Garbage in, as they say…
ktallett
I think it's clear right now Chat GPT isn't quite the saviour of humanity and next step many thought it was. As much as the snake oil sellers like to make you think it means you are so much more efficient using it, it only makes you efficient if you have a good idea what the right answer will be.
It has far too many issues with credibility and displaying actual facts, and I have seen no improvement or focused attempts to solve that.
This incident is just one of many reasons we need to move away from these AI chat bots, and focus on a better use of those resources and computing power. Rather than using all those resources replicating that one insufferable guy in a meeting that thinks he knows everything but is actually wrong most of the time.
pr337h4m
>Privacy rights advocacy group Noyb is supporting an individual in Norway who was horrified to find ChatGPT returning made-up information that claimed he’d been convicted for murdering two of his children and attempting to kill the third.

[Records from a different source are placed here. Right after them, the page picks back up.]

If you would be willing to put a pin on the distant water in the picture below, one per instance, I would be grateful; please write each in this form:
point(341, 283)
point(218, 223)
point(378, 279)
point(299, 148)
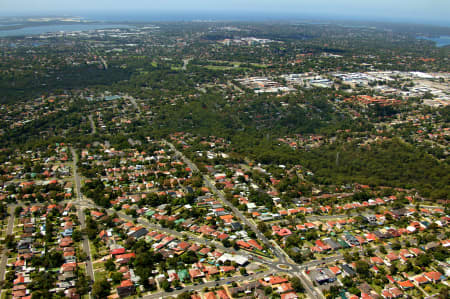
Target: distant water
point(440, 41)
point(57, 28)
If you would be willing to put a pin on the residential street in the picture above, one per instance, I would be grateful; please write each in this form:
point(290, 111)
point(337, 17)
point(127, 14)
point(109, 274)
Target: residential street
point(9, 231)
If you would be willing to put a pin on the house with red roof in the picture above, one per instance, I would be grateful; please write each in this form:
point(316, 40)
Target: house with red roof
point(222, 294)
point(126, 288)
point(290, 295)
point(421, 279)
point(434, 276)
point(405, 285)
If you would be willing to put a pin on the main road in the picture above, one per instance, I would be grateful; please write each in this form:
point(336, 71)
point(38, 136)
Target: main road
point(9, 230)
point(81, 216)
point(284, 262)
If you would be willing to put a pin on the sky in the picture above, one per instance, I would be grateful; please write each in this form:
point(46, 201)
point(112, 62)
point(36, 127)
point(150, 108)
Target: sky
point(414, 11)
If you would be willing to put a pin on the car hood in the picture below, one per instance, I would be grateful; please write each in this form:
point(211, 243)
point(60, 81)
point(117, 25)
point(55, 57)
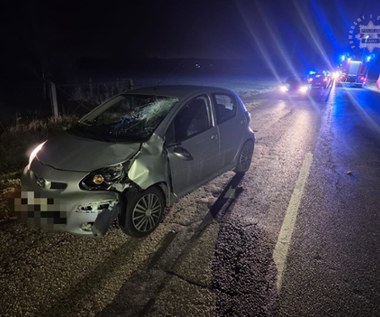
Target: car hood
point(70, 152)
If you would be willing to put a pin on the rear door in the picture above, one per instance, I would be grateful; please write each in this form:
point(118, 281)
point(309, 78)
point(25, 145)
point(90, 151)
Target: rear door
point(193, 146)
point(231, 123)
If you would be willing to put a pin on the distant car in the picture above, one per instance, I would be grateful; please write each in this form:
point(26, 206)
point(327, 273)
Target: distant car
point(295, 86)
point(134, 155)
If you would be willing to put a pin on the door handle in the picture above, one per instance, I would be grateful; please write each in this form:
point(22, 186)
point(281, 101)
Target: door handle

What does Noyb hope to achieve with such lawsuits? The result of victory here would just be yet another vector for regulators to increase control over and/or impose censorship on LLM creators, as well as creating sources of "liability" for open source AI developers, which would be terrible for actual privacy.
Interestingly, there is no mention whatsoever of either "Durov" or "Telegram" on the Noyb website, even though the arrest of Durov is the biggest ongoing threat to privacy in the EU, especially as three of the charges against him are explicitly for providing "cryptology" tools/services: https://www.tribunal-de-paris.justice.fr/sites/default/files…

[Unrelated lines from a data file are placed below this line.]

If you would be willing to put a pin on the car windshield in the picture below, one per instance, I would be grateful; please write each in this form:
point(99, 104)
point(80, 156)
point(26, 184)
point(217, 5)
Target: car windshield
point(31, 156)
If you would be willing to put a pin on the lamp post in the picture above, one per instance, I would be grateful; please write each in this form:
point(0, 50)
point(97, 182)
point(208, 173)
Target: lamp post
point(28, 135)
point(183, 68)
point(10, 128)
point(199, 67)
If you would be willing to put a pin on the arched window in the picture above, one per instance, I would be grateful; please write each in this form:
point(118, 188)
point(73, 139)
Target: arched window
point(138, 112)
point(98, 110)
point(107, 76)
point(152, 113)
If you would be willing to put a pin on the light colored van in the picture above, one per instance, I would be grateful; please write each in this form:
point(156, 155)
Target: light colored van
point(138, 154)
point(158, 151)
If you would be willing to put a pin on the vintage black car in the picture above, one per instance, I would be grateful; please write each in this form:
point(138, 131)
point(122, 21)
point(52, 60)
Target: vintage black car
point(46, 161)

They also got a €5.5M fine imposed on WhatsApp, which is pretty perverse given that WhatsApp is the only major mainstream platform that has implemented true E2E encryption: https://noyb.eu/en/just-eu-55-million-whatsapp-dpc-finally-g…
IMO these are not the actions you would take if you were serious about protecting the right to privacy
phtrivier
This bring back found memories from the era of "google bombing", where it was fun to try and trick search engines into returning funny "first results" for infuriating queries.
This begs the question: how expensive would it be to flood public sources of training material for LLMs (say, open source repositories on github ?) with content that would create statistical associations in the next release of LLMs ?
Is anyone already doing that on a large scale ? Can someone trick the stock market this way ?
crazygringo
Not really sure what the group expects to achieve with its complaint.
LLM's hallucinate. They just do.
If companies are held liable, then they just… won't make LLM's available in countries where they are held liable.
Is that really the desired outcome? And if it is, it ought to be decided by democratic legislatures, not courts.